[PATCH net-next] tcp: Improve setsockopt() TCP_USER_TIMEOUT accuracy

From: Jon Maxwell
Date: Mon Jul 02 2018 - 21:17:54 EST


Every time the TCP retransmission timer fires. It checks to see if there is a
timeout before scheduling the next retransmit timer. The retransmit interval
between each retransmission increases exponentially. The issue is that in order
for the timeout to occur the retransmit timer needs to fire again. If the user
timeout check happens after the 9th retransmit for example. It needs to wait for
the 10th retransmit timer to fire in order to evaluate whether a timeout has
occurred or not. If the interval is large enough then the timeout will be
inaccurate.

For example with a TCP_USER_TIMEOUT of 10 seconds without patch:

1st retransmit:

22:25:18.973488 IP host1.49310 > host2.search-agent: Flags [.]

Last retransmit:

22:25:26.205499 IP host1.49310 > host2.search-agent: Flags [.]

Timeout:

send: Connection timed out
Sun Jul 1 22:25:34 EDT 2018

We can see that last retransmit took ~7 seconds. Which pushed the total
timeout to ~15 seconds instead of the expected 10 seconds. This gets more
inaccurate the larger the TCP_USER_TIMEOUT value. As the interval increases.

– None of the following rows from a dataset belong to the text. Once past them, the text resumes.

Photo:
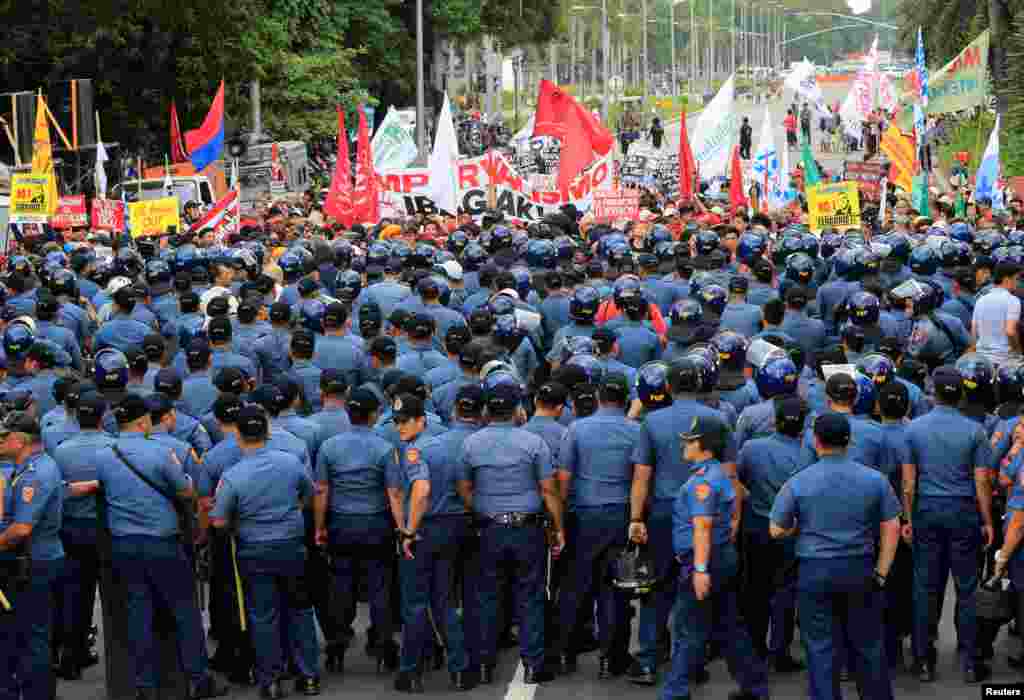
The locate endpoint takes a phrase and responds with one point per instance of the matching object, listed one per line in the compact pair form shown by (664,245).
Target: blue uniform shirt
(708,493)
(660,447)
(598,452)
(133,508)
(765,464)
(356,467)
(506,464)
(637,344)
(262,494)
(33,494)
(833,527)
(742,317)
(441,454)
(945,446)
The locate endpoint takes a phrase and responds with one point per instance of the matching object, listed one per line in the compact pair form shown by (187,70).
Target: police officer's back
(842,570)
(506,478)
(263,496)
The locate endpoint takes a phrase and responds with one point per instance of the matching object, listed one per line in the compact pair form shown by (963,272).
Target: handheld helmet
(715,298)
(584,304)
(652,385)
(111,369)
(776,378)
(863,308)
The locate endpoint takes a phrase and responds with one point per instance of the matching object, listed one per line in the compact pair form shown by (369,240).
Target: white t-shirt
(990,316)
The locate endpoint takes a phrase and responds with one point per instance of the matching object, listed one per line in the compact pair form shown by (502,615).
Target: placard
(109,215)
(867,175)
(71,212)
(834,206)
(154,216)
(616,205)
(30,198)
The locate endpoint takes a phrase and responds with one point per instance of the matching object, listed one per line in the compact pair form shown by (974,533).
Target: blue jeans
(654,612)
(771,597)
(837,600)
(26,672)
(364,547)
(522,552)
(276,599)
(599,530)
(716,617)
(78,584)
(157,572)
(428,580)
(946,539)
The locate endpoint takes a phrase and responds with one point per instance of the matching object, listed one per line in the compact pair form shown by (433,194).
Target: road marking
(517,689)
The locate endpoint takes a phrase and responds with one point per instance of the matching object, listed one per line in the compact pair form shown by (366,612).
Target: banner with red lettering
(71,212)
(402,192)
(109,215)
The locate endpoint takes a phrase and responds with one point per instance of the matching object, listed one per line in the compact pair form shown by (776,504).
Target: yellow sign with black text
(30,198)
(833,206)
(153,216)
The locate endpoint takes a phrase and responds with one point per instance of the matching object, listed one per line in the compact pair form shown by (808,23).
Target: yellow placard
(30,198)
(153,216)
(833,206)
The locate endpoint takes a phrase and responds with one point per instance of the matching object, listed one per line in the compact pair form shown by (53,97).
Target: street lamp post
(421,107)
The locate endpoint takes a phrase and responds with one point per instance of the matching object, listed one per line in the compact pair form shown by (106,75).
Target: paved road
(361,682)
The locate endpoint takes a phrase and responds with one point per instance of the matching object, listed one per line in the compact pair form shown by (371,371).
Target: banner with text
(109,215)
(867,175)
(154,217)
(616,205)
(30,198)
(833,206)
(403,191)
(961,84)
(71,212)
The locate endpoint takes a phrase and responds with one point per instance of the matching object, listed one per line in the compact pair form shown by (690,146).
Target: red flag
(178,151)
(339,198)
(736,199)
(559,116)
(687,166)
(366,207)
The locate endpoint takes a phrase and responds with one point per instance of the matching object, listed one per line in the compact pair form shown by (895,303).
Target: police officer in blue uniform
(845,549)
(951,499)
(31,558)
(263,496)
(410,491)
(659,471)
(763,466)
(146,552)
(707,602)
(79,531)
(596,457)
(353,520)
(507,480)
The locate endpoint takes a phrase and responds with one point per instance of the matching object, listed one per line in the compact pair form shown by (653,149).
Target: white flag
(715,133)
(99,173)
(443,163)
(392,145)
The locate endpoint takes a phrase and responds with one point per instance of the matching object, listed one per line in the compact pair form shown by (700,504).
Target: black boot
(409,682)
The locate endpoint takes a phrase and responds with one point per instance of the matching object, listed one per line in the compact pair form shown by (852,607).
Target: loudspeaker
(25,111)
(59,96)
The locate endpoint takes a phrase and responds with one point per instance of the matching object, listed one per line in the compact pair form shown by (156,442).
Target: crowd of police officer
(501,442)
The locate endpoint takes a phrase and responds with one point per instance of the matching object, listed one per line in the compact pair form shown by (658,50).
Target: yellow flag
(42,152)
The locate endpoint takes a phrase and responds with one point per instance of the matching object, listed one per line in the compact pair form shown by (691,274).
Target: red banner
(71,212)
(109,215)
(615,205)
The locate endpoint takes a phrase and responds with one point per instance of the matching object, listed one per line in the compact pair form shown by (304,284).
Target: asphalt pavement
(361,682)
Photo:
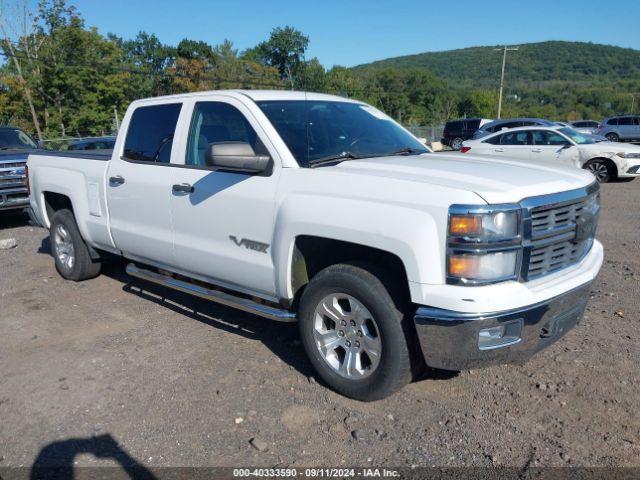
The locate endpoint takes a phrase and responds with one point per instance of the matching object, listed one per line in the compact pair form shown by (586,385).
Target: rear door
(139,186)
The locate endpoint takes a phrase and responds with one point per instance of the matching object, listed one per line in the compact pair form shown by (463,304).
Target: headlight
(484,244)
(628,155)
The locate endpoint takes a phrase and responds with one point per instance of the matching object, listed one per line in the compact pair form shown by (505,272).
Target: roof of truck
(256,95)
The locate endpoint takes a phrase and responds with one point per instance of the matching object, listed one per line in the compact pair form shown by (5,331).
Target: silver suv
(621,128)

Fix this by recalculating the last retransmit interval so that it fires when
the timeout should occur. Only implement when icsk->icsk_user_timeout is set.

Test results with the patch is the expected 10 second timeout:

1st retransmit:

01:37:59.022555 IP host1.49310 > host2.search-agent: Flags [.]

Last retransmit:

01:38:06.486558 IP host1.49310 > host2.search-agent: Flags [.]

Timeout:

send: Connection timed out
Mon Jul 2 01:38:09 EDT 2018

Signed-off-by: Jon Maxwell <jmaxwell37@xxxxxxxxx>
---
net/ipv4/tcp_timer.c | 7 +++++++
1 file changed, 7 insertions(+)

diff --git a/net/ipv4/tcp_timer.c b/net/ipv4/tcp_timer.c
index 3b3611729928..94491a481722 100644
--- a/net/ipv4/tcp_timer.c
+++ b/net/ipv4/tcp_timer.c
@@ -407,6 +407,7 @@ void tcp_retransmit_timer(struct sock *sk)
struct tcp_sock *tp = tcp_sk(sk);
struct net *net = sock_net(sk);
struct inet_connection_sock *icsk = inet_csk(sk);
+ __u32 time_remaining = 0;

if (tp->fastopen_rsk) {
WARN_ON_ONCE(sk->sk_state != TCP_SYN_RECV &&
@@ -535,6 +536,12 @@ void tcp_retransmit_timer(struct sock *sk)
/* Use normal (exponential) backoff */
icsk->icsk_rto = min(icsk->icsk_rto << 1, TCP_RTO_MAX);
}
+ if (icsk->icsk_user_timeout) {
+ time_remaining = jiffies_to_msecs(icsk->icsk_user_timeout) -
+ (tcp_time_stamp(tcp_sk(sk)) - tcp_sk(sk)->retrans_stamp);
+ if (time_remaining < icsk->icsk_rto)
+ icsk->icsk_rto = time_remaining;
+ }
inet_csk_reset_xmit_timer(sk, ICSK_TIME_RETRANS, icsk->icsk_rto, TCP_RTO_MAX);
if (retransmits_timed_out(sk, net->ipv4.sysctl_tcp_retries1 + 1, 0))
__sk_dst_reset(sk);
--
2.13.6